Aren’t they a lovely lot?

I pronounce you teacher organisation and government as – well what? I think a marriage of convenience on your part with, what I will suggest is stunning naivety and self-servingly constructed narrow thinking, the strategic purpose being some financial advantage to a few members of your organisation; a sham marriage on theirs because they are out to control public education to the advantage of private interests and ideological indoctrination.
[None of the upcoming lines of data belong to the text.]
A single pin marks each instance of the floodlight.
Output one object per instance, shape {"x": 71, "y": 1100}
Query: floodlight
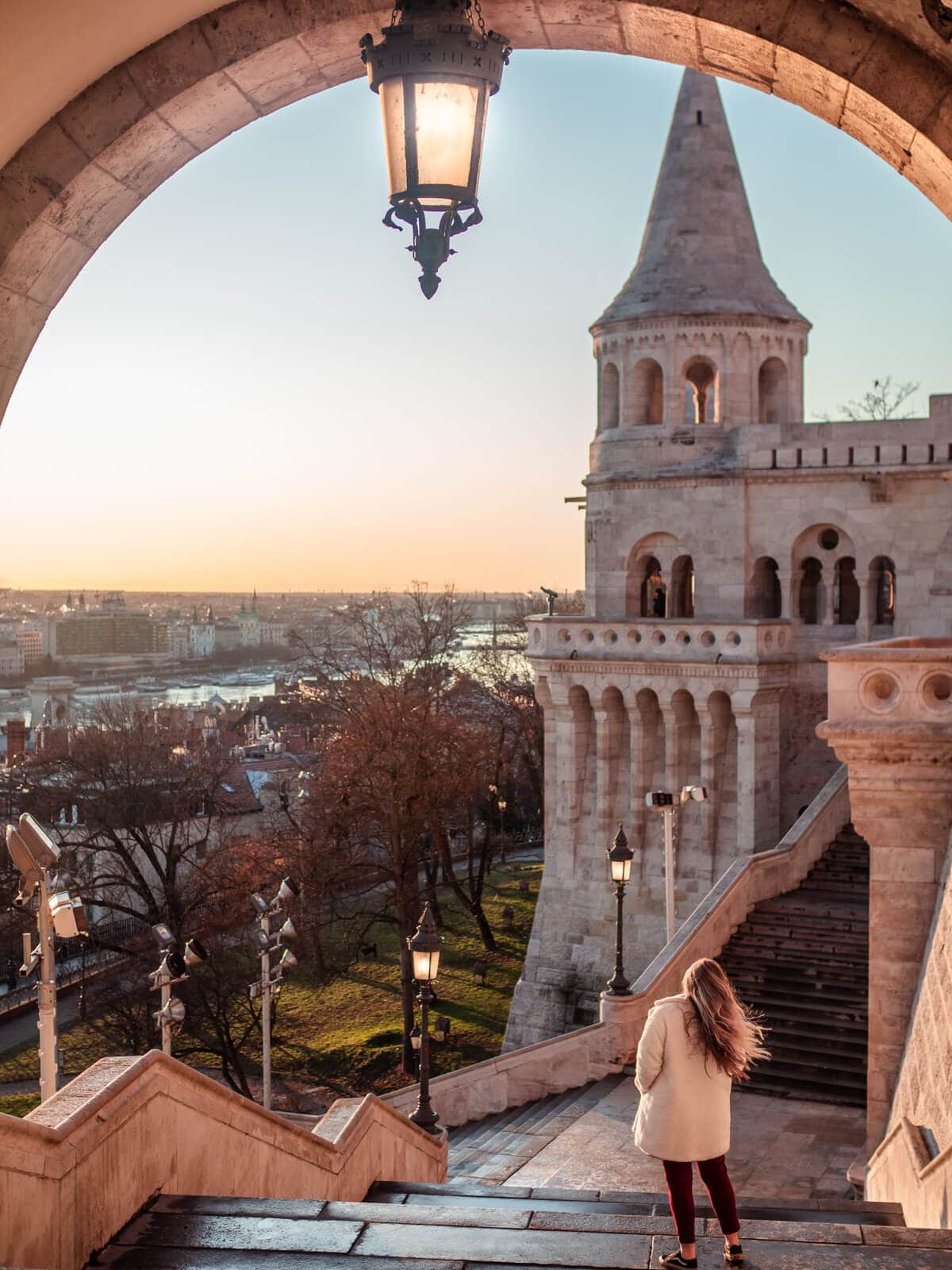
{"x": 38, "y": 842}
{"x": 287, "y": 891}
{"x": 196, "y": 952}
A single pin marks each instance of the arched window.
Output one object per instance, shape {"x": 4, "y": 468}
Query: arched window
{"x": 647, "y": 393}
{"x": 884, "y": 583}
{"x": 774, "y": 393}
{"x": 609, "y": 403}
{"x": 765, "y": 597}
{"x": 700, "y": 385}
{"x": 654, "y": 594}
{"x": 810, "y": 603}
{"x": 682, "y": 600}
{"x": 846, "y": 594}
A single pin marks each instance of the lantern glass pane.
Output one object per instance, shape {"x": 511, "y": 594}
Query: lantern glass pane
{"x": 391, "y": 103}
{"x": 446, "y": 122}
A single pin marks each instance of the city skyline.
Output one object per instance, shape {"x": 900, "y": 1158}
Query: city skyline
{"x": 247, "y": 383}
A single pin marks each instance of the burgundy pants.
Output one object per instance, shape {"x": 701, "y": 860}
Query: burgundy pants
{"x": 681, "y": 1193}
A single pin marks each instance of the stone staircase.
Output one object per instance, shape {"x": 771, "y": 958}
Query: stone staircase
{"x": 493, "y": 1149}
{"x": 465, "y": 1226}
{"x": 801, "y": 959}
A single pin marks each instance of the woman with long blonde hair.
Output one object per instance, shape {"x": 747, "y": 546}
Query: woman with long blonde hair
{"x": 692, "y": 1049}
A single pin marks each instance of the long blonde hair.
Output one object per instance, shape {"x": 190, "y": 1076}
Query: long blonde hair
{"x": 725, "y": 1029}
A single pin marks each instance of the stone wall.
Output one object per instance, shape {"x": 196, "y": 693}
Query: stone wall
{"x": 914, "y": 1162}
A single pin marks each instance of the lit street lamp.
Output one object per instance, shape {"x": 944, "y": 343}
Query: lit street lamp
{"x": 273, "y": 929}
{"x": 59, "y": 914}
{"x": 666, "y": 803}
{"x": 435, "y": 75}
{"x": 173, "y": 968}
{"x": 620, "y": 856}
{"x": 424, "y": 948}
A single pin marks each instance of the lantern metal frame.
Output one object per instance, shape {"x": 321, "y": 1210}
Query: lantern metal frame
{"x": 435, "y": 41}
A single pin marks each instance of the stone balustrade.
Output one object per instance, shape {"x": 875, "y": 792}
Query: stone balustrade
{"x": 587, "y": 1054}
{"x": 79, "y": 1166}
{"x": 677, "y": 639}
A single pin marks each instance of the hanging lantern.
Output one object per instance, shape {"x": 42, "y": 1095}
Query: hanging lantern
{"x": 435, "y": 74}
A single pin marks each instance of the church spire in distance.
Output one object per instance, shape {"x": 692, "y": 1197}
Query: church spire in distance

Then a moment of seriousness from Angela, striking an heroic pose.

‘That did not mean there would not be further work to be done or challenges in the future. Details of the new provisions would be a matter of collective bargaining.’

She is thinking of you the membership with a hint of trepidation, but on your form so far, I don’t think she has much to worry about.

‘This is just the next step. We still have a long way to go to make sure this lands well in schools and look forward to continuing to be part of the process.’

My advice is keep an eye out for flying objects.

Then we come to what she was most pleased about – clearly that which prompted her claim of ‘significant movement’.

‘This is not performance pay,’ Angela opines, ‘and it is not a lolly scramble – it’s an investment that will have a positive impact on schools and our students.’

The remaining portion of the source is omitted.